Mayor John Tory, who is at the forefront of the goal to make Toronto a “Music City” and which now has its own Toronto Music Industry Advisory Council, was on hand to congratulate Remedios. He called the music executive “someone who has been an activist, an advocate in various different contexts for the music industry.”

Tory went to Austin on his first trip since becoming Mayor in 2014 and to Los Angeles where he had a hearty discussion about music with Universal Music Group chairman Lucian Grainge and Remedios.

“Universal is a company that is being innovative and is trying to capture and embrace that change, as opposed to trying to resist it,” Tory said. “So for them to locate their offices right here in Liberty Village and surrounding themselves with an abundance of tech companies and startups is an indication of embracing change — that they want to be at the forefront of that.”
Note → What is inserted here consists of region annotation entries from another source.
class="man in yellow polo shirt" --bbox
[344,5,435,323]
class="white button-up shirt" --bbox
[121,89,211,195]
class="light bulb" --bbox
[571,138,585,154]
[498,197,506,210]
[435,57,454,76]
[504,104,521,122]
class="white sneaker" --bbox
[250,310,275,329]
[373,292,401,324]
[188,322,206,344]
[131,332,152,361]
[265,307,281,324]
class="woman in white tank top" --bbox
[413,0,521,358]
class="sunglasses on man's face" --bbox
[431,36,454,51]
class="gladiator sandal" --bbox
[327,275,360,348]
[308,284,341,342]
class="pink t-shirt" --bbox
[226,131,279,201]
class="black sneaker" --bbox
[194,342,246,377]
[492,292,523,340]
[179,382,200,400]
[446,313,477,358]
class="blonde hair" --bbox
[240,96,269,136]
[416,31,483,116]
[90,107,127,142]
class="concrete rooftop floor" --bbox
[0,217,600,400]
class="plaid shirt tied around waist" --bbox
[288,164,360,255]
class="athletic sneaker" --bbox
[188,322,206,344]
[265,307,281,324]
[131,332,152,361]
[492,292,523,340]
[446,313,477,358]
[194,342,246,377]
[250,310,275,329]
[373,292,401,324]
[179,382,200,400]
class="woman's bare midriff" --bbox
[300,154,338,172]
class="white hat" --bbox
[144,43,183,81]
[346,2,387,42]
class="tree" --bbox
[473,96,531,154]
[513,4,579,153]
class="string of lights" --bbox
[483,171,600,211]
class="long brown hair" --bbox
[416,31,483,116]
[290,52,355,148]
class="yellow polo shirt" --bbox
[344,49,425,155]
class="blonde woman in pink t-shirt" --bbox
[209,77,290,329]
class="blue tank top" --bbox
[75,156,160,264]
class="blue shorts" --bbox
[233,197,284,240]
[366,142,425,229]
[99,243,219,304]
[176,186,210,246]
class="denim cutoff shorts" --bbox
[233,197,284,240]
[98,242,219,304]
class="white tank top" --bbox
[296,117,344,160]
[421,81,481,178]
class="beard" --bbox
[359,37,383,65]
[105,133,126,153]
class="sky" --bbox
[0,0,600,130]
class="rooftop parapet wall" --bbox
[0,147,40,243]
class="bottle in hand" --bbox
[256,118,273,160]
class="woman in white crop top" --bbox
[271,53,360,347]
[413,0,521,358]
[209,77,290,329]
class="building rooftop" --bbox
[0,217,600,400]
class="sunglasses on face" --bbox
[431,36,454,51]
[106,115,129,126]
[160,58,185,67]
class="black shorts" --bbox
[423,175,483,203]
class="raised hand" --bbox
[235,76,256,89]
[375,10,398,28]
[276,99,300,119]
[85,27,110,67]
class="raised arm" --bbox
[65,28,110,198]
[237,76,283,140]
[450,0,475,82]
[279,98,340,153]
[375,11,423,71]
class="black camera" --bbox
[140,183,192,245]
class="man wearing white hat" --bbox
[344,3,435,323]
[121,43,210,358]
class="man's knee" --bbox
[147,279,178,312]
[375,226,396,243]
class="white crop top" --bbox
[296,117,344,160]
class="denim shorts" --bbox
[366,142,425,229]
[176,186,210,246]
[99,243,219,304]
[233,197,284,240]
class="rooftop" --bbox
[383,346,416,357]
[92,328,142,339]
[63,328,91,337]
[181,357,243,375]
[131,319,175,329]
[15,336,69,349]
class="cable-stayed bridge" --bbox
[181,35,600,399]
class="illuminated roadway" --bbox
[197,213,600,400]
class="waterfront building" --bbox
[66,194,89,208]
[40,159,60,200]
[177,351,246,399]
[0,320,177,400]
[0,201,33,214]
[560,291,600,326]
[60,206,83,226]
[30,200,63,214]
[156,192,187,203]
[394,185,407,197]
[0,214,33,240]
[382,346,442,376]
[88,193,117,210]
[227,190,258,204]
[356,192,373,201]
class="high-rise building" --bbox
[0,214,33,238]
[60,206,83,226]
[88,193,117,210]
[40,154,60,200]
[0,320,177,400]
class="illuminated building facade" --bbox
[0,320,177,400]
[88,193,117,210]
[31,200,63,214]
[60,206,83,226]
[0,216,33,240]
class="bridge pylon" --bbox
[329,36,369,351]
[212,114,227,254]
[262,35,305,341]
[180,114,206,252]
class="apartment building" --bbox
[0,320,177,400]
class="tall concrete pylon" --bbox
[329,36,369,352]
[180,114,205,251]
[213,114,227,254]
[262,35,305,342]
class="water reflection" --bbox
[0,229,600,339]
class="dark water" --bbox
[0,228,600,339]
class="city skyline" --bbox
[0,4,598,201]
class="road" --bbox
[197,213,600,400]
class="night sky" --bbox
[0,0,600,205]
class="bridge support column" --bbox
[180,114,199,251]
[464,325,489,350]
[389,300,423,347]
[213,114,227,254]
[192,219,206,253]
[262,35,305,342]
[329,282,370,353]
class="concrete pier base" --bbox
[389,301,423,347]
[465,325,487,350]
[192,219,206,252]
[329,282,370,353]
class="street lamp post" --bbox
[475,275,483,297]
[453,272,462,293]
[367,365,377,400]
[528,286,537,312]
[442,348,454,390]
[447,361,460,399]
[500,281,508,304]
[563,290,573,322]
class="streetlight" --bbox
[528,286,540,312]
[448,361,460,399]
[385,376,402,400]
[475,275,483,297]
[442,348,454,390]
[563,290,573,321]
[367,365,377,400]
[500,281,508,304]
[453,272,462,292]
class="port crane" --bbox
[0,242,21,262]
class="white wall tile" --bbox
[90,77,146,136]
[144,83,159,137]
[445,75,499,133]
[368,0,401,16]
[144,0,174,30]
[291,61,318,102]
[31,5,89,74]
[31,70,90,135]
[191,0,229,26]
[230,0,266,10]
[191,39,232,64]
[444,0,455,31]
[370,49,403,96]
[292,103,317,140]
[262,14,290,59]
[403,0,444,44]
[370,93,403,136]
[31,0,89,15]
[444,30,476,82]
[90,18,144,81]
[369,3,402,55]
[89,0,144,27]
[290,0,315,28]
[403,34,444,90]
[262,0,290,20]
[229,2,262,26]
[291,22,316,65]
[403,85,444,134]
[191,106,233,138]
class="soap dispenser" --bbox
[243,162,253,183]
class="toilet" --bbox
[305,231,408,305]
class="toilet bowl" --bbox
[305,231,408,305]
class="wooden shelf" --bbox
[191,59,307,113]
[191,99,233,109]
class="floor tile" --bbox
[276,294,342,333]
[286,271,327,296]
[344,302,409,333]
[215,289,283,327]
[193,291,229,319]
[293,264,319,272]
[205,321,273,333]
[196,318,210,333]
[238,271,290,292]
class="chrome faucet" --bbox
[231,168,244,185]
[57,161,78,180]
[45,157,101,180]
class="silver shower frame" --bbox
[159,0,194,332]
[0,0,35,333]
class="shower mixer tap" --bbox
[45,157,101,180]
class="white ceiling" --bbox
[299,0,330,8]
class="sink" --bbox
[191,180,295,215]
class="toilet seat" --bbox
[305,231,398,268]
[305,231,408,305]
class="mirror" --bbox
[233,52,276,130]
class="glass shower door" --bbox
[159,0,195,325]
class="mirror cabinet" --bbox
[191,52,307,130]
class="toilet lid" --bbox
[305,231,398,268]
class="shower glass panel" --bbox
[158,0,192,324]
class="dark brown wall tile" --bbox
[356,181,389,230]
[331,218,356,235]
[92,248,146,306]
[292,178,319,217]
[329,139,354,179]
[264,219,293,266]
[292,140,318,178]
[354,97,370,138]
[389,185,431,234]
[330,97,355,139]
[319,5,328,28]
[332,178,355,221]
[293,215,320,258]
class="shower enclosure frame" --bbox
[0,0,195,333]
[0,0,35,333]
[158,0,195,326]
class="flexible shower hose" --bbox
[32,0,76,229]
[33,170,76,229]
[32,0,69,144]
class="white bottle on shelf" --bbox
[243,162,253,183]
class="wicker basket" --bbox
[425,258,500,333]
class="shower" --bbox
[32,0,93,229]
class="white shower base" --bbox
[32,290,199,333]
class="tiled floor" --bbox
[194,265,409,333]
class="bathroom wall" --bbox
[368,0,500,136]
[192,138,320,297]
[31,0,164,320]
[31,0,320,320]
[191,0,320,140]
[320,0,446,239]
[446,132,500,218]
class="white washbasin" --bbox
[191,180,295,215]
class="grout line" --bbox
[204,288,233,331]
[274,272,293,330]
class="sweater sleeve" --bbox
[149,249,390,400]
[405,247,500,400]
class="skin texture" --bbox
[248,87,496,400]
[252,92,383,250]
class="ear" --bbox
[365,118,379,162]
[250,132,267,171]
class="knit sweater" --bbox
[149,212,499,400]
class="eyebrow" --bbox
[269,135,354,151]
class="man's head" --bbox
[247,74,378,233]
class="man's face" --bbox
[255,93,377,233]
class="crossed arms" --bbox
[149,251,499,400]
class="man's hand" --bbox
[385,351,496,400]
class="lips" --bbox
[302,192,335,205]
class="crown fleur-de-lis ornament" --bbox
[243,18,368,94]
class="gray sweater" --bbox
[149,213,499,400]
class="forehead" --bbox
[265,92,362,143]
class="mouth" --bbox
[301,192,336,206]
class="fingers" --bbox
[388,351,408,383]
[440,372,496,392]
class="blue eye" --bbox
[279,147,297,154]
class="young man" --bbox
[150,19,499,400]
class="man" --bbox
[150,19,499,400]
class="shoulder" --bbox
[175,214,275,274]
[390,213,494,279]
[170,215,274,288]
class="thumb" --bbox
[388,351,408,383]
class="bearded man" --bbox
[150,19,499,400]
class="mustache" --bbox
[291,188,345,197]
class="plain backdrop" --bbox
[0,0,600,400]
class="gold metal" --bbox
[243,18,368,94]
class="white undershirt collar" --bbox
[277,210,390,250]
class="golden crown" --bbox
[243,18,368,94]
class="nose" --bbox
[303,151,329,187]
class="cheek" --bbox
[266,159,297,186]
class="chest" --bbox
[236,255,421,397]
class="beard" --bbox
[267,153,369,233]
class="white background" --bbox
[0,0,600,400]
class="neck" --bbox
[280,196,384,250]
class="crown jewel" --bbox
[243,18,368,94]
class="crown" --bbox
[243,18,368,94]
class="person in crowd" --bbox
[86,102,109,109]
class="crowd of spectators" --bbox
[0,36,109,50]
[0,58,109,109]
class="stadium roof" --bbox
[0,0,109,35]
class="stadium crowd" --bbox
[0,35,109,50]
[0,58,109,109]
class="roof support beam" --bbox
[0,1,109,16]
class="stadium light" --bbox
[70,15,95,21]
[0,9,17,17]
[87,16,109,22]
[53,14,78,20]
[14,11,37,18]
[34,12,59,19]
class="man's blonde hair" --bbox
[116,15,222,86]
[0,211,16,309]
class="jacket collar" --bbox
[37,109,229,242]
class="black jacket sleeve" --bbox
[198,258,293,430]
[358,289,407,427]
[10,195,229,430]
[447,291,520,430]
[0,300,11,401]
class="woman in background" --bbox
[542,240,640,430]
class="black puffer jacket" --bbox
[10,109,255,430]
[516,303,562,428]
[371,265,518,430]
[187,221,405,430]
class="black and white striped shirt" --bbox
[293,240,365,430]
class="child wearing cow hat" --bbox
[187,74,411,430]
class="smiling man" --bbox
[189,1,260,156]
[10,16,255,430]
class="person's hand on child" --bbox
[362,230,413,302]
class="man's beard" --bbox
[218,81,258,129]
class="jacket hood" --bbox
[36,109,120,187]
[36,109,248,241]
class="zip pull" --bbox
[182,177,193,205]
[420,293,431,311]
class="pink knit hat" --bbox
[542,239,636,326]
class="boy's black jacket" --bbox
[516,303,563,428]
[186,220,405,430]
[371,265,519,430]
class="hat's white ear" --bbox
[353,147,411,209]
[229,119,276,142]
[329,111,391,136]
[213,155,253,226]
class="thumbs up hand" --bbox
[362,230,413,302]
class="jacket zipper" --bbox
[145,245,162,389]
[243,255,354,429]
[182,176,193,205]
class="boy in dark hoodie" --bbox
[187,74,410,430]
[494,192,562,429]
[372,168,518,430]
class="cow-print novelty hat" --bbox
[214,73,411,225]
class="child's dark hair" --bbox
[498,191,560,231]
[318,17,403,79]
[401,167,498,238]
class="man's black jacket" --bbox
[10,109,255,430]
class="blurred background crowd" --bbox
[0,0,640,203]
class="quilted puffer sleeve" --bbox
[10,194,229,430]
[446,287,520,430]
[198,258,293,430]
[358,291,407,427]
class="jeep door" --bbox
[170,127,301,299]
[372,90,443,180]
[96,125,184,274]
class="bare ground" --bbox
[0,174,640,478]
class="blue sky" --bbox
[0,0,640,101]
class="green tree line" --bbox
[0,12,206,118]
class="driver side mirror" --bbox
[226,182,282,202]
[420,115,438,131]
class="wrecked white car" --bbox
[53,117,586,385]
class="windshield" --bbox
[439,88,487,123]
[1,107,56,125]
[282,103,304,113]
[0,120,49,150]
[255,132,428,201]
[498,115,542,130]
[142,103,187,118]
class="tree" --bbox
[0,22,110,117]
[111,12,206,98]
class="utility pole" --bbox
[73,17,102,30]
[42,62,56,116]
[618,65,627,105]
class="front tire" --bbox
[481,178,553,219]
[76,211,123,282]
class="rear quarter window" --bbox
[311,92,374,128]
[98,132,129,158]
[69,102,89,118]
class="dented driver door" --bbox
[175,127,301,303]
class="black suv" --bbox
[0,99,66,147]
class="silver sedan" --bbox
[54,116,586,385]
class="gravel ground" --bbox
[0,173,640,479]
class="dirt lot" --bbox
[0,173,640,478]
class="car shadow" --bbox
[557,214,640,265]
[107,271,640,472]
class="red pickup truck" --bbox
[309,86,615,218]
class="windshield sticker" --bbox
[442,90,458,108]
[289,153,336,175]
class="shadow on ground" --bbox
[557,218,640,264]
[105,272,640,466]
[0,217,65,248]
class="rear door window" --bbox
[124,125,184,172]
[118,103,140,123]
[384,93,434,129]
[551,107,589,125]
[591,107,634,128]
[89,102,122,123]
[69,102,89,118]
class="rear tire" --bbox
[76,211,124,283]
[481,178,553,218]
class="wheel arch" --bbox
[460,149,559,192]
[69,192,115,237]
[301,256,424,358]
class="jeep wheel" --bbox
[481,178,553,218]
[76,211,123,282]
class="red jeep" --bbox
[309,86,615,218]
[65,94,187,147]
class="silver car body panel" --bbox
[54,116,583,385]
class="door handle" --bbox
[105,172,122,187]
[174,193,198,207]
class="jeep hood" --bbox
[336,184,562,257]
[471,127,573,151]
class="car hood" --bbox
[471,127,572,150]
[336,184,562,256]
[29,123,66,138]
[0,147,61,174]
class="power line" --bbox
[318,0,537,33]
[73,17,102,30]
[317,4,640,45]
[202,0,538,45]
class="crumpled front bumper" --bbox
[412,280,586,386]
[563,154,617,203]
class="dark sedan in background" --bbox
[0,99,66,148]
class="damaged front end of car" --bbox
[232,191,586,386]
The Mayor also pointed out that Remedios “undersold” the space by not emphasizing that the state-of-the-art recording studio was going to be open to independent artists, not just Universal signings, and will also have a live music venue, something the city welcomes “at a time when people are justifiably anxious about live music venues in the city [closing] and this is a welcome announcement in the context of some of those concerns.”

Tory still looks to Austin as the ideal model. “I was convinced before, but I was certainly convinced when I went to Austin that they have used their commitment to music as a means of attracting innovative employers to come to that city and locate, large installations there where otherwise they might not have picked Austin,” he said.

“I’m convinced that what we do here with music, and the arts generally, are going to do the same thing for Toronto, attract jobs, attract investment here — that’s above and beyond the considerable jobs and investment that are attracted by music production and by musicians and by artists that do so much to make this a great city.”